Tivoli Access Manager integration as the JACC provider

Tivoli Access Manager uses the Java Authorization Contract for Container (JACC) model in WebSphere Application Server to perform access checks.

Tivoli Access Manager consists of the following components:

Tivoli Access Manager run-time changes that are used to support JACC

For the run-time changes, Tivoli Access Manager implements the PolicyConfigurationFactory and the PolicyConfiguration interfaces, as required by JACC. During the application installation, the security policy information in the deployment descriptor and the authorization table information in the binding files are propagated to the Tivoli provider using these interfaces. The Tivoli provider stores the policy and the authorization table information in the Tivoli Access Manager policy server by calling the respective Tivoli Access Manager application programming interfaces (API).

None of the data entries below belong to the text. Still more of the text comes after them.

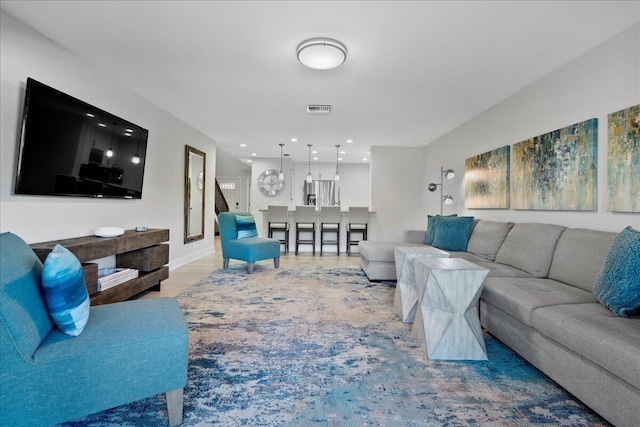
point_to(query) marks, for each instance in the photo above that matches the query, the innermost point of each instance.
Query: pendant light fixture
(109, 152)
(136, 159)
(309, 176)
(337, 177)
(281, 174)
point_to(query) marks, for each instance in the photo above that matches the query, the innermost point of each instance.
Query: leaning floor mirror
(194, 191)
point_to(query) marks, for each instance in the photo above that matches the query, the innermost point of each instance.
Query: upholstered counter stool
(306, 223)
(278, 222)
(357, 223)
(330, 223)
(406, 295)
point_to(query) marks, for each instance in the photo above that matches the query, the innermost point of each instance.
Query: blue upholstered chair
(128, 351)
(250, 249)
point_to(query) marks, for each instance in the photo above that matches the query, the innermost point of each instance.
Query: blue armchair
(127, 351)
(250, 249)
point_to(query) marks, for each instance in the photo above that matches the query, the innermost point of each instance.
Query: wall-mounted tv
(71, 148)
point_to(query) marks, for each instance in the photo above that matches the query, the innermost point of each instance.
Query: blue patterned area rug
(321, 346)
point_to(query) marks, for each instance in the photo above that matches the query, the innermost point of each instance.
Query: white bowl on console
(109, 231)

Tivoli Access Manager also implements the RoleConfigurationFactory and the RoleConfiguration interfaces. These interfaces are used to ensure that the authorization table information is passed to the provider with the policy information. See Interfaces that support JACC for more information about these interfaces.

Tivoli Access Manager client configuration

To configure the Tivoli Access Manager client, you can use either the administrative console or wsadmin scripting. You can access the administrative console panels for the Tivoli Access Manager client configuration by clicking Security > Global security. Under Authorization, click Authorization providers. Under Related Items, click External JACC provider. The Tivoli client must be set up to use the Tivoli Access Manager JACC Provider.

For more information about how to configure the Tivoli Access Manager client, see Tivoli Access Manager JACC provider configuration.

Authorization table support

Tivoli Access Manager uses the RoleConfiguration interface to ensure that the authorization table information is passed to the Tivoli Access Manager provider when the application is installed or deployed. When an application is deployed or edited, the set of users and groups for the user or group-to-role mapping are obtained from the Tivoli Access Manager server, which shares the same Lightweight Directory Access Protocol (LDAP) server as WebSphere Application Server. This sharing is accomplished by plugging into the application management users or groups-to-role administrative console panels. The management APIs are called to obtain users and groups rather than relying on the WebSphere Application Server-configured LDAP registry.

Access check

When WebSphere Application Server is configured to use the JACC provider for Tivoli Access Manager , it passes the information to Tivoli Access Manager to make the access decision. The Tivoli Access Manager policy implementation queries the local replica of the access control list (ACL) database for the access decision.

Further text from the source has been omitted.